頭や心で考えた感情なんかじゃなく、もっと何か神秘的な力が働いているとしか思えない。
その証拠に、あたしはあたしが蓮太朗を好きでいることをやめられない。他のどんなことも我慢できるのに、蓮太朗を好きな気持ちだけは、自分ではどうすることも出来ない。
家族が順番に帰ってきて、いつものように夕御飯を食べた。父親には買ってきた義理チョコを渡した。喜んでいたけどそんなことどうでもよかった。

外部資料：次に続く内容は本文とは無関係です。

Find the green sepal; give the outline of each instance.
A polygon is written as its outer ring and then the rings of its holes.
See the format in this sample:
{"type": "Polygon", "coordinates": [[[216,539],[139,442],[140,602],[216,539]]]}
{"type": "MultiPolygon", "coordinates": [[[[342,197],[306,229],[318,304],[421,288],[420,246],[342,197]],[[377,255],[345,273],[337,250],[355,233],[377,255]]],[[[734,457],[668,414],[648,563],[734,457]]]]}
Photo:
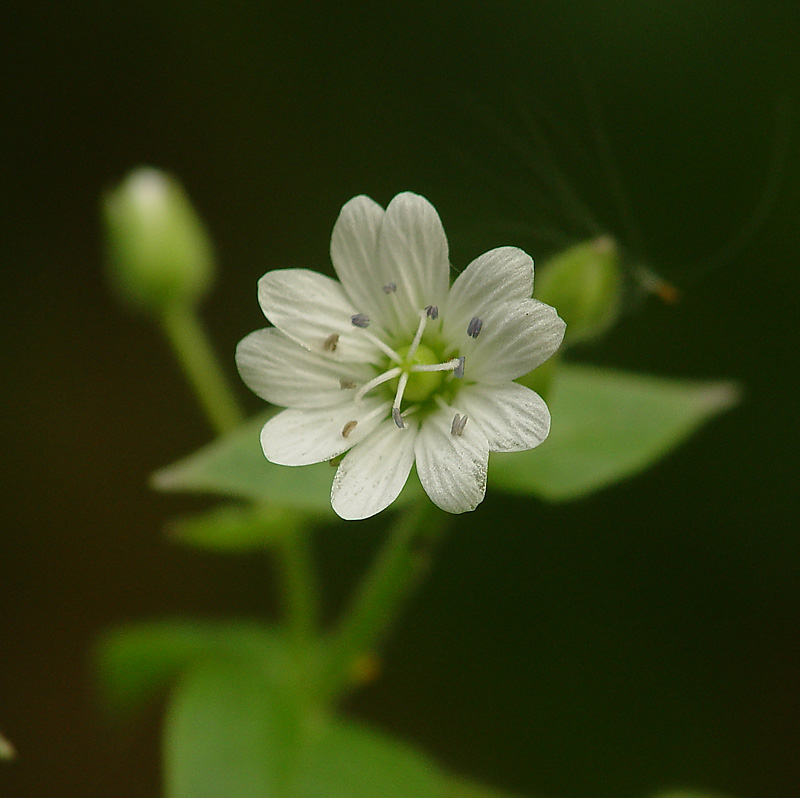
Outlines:
{"type": "Polygon", "coordinates": [[[123,299],[163,313],[193,304],[214,277],[211,242],[178,180],[134,169],[103,201],[108,266],[123,299]]]}
{"type": "Polygon", "coordinates": [[[621,271],[613,239],[601,236],[568,247],[537,269],[534,296],[567,323],[569,346],[602,335],[619,313],[621,271]]]}
{"type": "Polygon", "coordinates": [[[677,447],[739,398],[731,382],[677,380],[562,364],[547,403],[547,440],[492,454],[489,485],[551,501],[586,496],[677,447]]]}

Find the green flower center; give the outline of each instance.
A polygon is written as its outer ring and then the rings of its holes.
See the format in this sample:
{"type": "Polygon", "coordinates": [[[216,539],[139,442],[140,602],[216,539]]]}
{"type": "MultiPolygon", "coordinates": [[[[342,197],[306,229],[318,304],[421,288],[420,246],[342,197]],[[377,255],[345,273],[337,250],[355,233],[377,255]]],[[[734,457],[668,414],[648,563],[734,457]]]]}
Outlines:
{"type": "MultiPolygon", "coordinates": [[[[413,357],[409,359],[410,348],[410,346],[404,346],[397,350],[397,354],[403,359],[400,368],[404,371],[409,371],[411,366],[433,366],[442,362],[442,358],[425,344],[420,344],[413,357]]],[[[411,371],[403,397],[409,402],[424,402],[441,388],[448,373],[446,371],[411,371]]],[[[393,391],[397,390],[397,383],[398,378],[395,378],[392,381],[393,391]]]]}

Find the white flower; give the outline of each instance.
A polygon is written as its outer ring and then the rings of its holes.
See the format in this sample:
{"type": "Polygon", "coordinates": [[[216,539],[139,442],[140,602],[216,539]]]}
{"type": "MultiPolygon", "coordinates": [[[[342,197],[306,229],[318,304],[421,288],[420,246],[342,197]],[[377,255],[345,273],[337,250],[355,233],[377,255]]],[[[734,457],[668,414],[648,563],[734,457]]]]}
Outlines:
{"type": "Polygon", "coordinates": [[[308,465],[347,454],[331,503],[346,519],[390,505],[416,462],[431,500],[474,510],[489,452],[531,449],[550,429],[541,397],[512,380],[558,349],[564,322],[531,298],[533,261],[500,247],[450,286],[435,208],[398,194],[386,208],[350,200],[331,237],[339,280],[280,269],[258,284],[274,327],[239,343],[261,398],[287,407],[261,432],[267,459],[308,465]]]}

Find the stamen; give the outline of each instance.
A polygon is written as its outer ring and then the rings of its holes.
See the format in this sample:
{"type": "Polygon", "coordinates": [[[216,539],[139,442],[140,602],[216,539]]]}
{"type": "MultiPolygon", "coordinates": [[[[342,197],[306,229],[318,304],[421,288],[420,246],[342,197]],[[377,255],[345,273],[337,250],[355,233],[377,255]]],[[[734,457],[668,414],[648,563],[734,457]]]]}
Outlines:
{"type": "Polygon", "coordinates": [[[348,421],[347,424],[342,427],[342,437],[346,438],[357,426],[357,421],[348,421]]]}
{"type": "Polygon", "coordinates": [[[393,380],[398,374],[400,374],[400,369],[395,366],[393,369],[389,369],[389,371],[384,371],[383,374],[373,377],[369,382],[365,382],[358,389],[358,393],[354,397],[355,401],[360,402],[373,388],[377,388],[379,385],[383,385],[384,382],[393,380]]]}
{"type": "Polygon", "coordinates": [[[408,378],[410,376],[411,375],[407,371],[404,371],[400,375],[400,379],[397,381],[397,393],[394,395],[394,402],[392,403],[392,418],[400,429],[403,429],[403,419],[400,417],[400,402],[403,401],[403,391],[405,391],[406,385],[408,385],[408,378]]]}
{"type": "Polygon", "coordinates": [[[428,323],[428,312],[420,311],[420,320],[419,326],[417,327],[417,331],[414,333],[414,340],[411,342],[411,346],[408,347],[408,352],[406,353],[406,360],[411,360],[412,357],[417,352],[417,348],[419,347],[419,342],[422,340],[422,333],[425,332],[425,325],[428,323]]]}
{"type": "MultiPolygon", "coordinates": [[[[444,363],[432,363],[431,365],[426,365],[424,363],[415,363],[413,366],[409,366],[410,371],[457,371],[461,368],[461,376],[464,376],[464,367],[462,364],[463,357],[454,357],[452,360],[446,360],[444,363]]],[[[456,377],[458,374],[456,374],[456,377]]]]}
{"type": "Polygon", "coordinates": [[[481,327],[483,327],[483,319],[473,316],[467,325],[467,335],[477,338],[480,335],[481,327]]]}
{"type": "Polygon", "coordinates": [[[335,352],[336,351],[336,344],[339,343],[339,333],[331,333],[326,339],[325,343],[322,345],[322,348],[326,352],[335,352]]]}
{"type": "Polygon", "coordinates": [[[464,433],[464,427],[467,426],[469,416],[466,414],[460,416],[458,413],[453,416],[453,423],[450,425],[450,434],[456,438],[460,438],[464,433]]]}

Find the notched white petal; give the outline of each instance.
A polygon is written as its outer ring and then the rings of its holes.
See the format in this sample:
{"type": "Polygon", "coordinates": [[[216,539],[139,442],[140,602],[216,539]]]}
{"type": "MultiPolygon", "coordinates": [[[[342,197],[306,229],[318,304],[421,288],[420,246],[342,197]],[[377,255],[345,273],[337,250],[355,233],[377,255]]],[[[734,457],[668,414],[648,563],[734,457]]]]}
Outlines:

お風呂の順番を待つ間、ソファーでクッションを抱えて「お前と俺だけの秘密な」と何度も言ってみた。蓮太朗は、何をしているかな。そればかり気になった。
ああ神さま、どうかあたしの魔法が効きますように。
すぐにじゃなくてもいいから、蓮太朗が、あたしを好きになりますように。
今頃蓮太朗は、ピンクの紙袋から取り出しているだろう。箱をいろんな角度からながめ、意を決したようにテーブルに置き、小さな花の飾りを取り、赤いリボンをほどく。
ベージュとゴールドの包装紙をはがし、箱を開けると甘い香りがする。
そして、蓮太朗は口に運ぶ。
あたしという成分が入った、チョコレートを。